Namun, krisis politik yang menggulingkan pemerintah Sheikh Hasina pada Agustus 2023 memicu kerusuhan besar. Protes yang meluas menyebabkan ratusan orang tewas dan empat pabrik dibakar.
Pemadaman internet nasional membuat banyak pabrik kesulitan beroperasi, dan beberapa merek besar, termasuk Disney dan Walmart, memutuskan untuk mencari produsen di negara lain untuk musim berikutnya. Gangguan terus berlanjut, dengan sekitar 60 pabrik di luar Dhaka diperkirakan ditutup karena protes pekerja yang menuntut upah lebih baik.
Industri Garmen Bangladesh Alami Tekanan
Menurut Mohiuddin Rubel selaku direktur asosiasi produsen garmen, peristiwa ini akan mengurangi kepercayaan merek-merek internasional terhadap Bangladesh. Ada kekhawatiran bahwa terlalu banyak risiko jika seluruh produksi terpusat di satu negara.
Vietnam dipandang sebagai pesaing kuat dalam industri ini, dan kerusuhan politik dapat menyebabkan penurunan ekspor hingga 10-20% tahun ini, sebuah angka yang signifikan bagi ekonomi Bangladesh.
Bahkan sebelum krisis politik ini, industri garmen Bangladesh sudah mengalami tekanan besar. Skandal pekerja anak, kecelakaan pabrik yang mematikan, serta dampak pandemi COVID-19 telah melemahkan sektor ini.

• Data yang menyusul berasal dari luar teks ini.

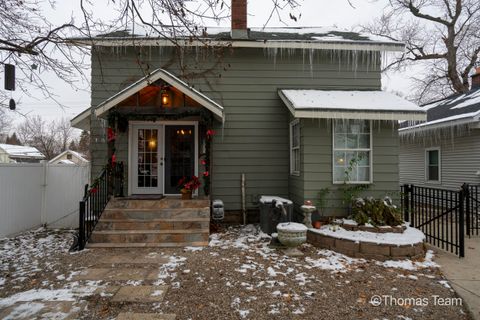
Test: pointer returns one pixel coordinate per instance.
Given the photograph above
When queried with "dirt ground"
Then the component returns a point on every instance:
(237, 277)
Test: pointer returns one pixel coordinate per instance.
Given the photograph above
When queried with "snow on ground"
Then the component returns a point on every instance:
(411, 265)
(31, 252)
(409, 236)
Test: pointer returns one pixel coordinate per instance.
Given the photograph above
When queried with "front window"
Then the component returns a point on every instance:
(295, 147)
(352, 151)
(433, 165)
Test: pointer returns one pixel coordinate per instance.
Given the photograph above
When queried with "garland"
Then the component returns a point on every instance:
(117, 120)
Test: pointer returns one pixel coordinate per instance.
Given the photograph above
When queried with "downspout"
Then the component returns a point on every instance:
(244, 209)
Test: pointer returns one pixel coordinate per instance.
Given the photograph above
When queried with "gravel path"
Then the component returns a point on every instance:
(237, 276)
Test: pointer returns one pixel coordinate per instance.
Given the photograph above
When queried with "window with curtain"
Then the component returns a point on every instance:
(352, 151)
(295, 147)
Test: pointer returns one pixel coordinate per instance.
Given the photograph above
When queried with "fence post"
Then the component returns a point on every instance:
(81, 226)
(466, 190)
(406, 202)
(461, 222)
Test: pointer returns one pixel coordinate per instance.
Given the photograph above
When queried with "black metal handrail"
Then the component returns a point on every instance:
(95, 199)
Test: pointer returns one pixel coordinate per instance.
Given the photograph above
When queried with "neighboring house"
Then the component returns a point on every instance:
(69, 157)
(291, 108)
(444, 152)
(10, 153)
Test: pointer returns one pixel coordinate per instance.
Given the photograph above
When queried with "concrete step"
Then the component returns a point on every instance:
(147, 245)
(149, 236)
(165, 203)
(150, 214)
(154, 224)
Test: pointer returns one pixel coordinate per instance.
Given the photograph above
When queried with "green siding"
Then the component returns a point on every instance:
(316, 150)
(254, 137)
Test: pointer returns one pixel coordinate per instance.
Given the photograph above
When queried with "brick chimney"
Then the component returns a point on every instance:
(476, 79)
(239, 20)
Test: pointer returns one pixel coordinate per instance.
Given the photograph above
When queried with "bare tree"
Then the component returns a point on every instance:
(441, 35)
(50, 138)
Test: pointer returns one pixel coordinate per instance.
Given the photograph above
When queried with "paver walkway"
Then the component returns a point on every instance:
(118, 281)
(464, 273)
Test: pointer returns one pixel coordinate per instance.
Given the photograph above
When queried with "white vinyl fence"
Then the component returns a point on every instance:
(34, 194)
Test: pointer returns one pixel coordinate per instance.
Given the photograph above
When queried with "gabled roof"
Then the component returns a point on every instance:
(457, 109)
(81, 120)
(339, 104)
(73, 153)
(21, 151)
(282, 37)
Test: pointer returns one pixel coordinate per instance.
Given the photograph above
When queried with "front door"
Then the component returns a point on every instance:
(147, 161)
(179, 155)
(162, 154)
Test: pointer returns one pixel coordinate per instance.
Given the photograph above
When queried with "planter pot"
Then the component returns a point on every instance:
(187, 195)
(317, 224)
(291, 235)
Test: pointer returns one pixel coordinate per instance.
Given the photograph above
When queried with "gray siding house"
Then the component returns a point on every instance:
(444, 152)
(291, 108)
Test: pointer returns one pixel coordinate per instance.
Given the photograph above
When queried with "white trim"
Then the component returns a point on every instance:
(349, 112)
(427, 150)
(283, 44)
(295, 122)
(370, 150)
(81, 121)
(161, 124)
(166, 76)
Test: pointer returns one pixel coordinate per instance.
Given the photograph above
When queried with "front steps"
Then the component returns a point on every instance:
(167, 222)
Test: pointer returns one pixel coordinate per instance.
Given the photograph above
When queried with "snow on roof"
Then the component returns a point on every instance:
(77, 155)
(264, 37)
(458, 109)
(336, 104)
(21, 151)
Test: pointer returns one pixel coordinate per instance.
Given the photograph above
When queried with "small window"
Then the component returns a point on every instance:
(433, 165)
(352, 151)
(295, 147)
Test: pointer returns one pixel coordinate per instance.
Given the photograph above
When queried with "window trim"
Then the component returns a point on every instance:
(369, 150)
(295, 122)
(427, 150)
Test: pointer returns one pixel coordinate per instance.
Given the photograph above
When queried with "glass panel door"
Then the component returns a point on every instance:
(179, 155)
(147, 162)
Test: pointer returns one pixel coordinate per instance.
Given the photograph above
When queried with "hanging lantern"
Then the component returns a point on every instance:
(12, 104)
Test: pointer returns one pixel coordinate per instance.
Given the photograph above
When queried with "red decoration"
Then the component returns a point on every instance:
(210, 133)
(110, 135)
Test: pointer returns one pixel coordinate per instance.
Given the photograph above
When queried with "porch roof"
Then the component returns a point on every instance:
(338, 104)
(81, 120)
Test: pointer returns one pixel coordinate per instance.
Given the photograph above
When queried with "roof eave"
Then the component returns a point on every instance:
(265, 44)
(439, 125)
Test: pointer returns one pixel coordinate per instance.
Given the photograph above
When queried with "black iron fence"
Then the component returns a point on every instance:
(96, 197)
(444, 216)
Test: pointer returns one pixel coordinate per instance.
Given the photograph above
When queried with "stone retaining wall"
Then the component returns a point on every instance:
(367, 250)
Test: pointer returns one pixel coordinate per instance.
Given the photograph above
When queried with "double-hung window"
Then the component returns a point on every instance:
(352, 151)
(295, 147)
(432, 165)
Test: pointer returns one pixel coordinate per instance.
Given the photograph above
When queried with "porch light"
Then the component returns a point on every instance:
(152, 143)
(165, 98)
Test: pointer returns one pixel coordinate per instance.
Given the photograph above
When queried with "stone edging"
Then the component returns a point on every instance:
(386, 229)
(367, 250)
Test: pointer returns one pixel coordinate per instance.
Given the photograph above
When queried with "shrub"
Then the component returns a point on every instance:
(377, 212)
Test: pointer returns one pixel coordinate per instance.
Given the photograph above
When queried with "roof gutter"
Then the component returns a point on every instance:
(263, 44)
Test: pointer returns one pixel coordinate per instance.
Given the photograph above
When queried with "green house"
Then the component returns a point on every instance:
(299, 112)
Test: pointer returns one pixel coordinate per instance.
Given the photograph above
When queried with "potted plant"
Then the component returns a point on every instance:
(187, 186)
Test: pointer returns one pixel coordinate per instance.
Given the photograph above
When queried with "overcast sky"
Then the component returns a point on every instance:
(313, 13)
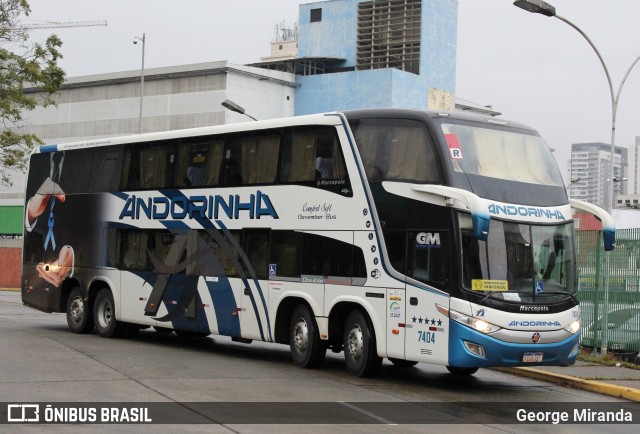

Di samping itu, biaya produksi yang meningkat sementara permintaan global melambat membuat eksportir sulit menjaga keuntungan. Hal ini berakibat langsung pada menipisnya cadangan mata uang asing Bangladesh, karena ekonomi negara tersebut sangat bergantung pada ekspor.
Krisis ekonomi Bangladesh juga dipengaruhi oleh pengeluaran pemerintah yang berlebihan untuk proyek infrastruktur besar, yang menguras kas negara. Korupsi dan kronisme semakin memperburuk keadaan, dengan pengusaha yang memiliki hubungan dengan partai politik berkuasa gagal membayar pinjaman bank.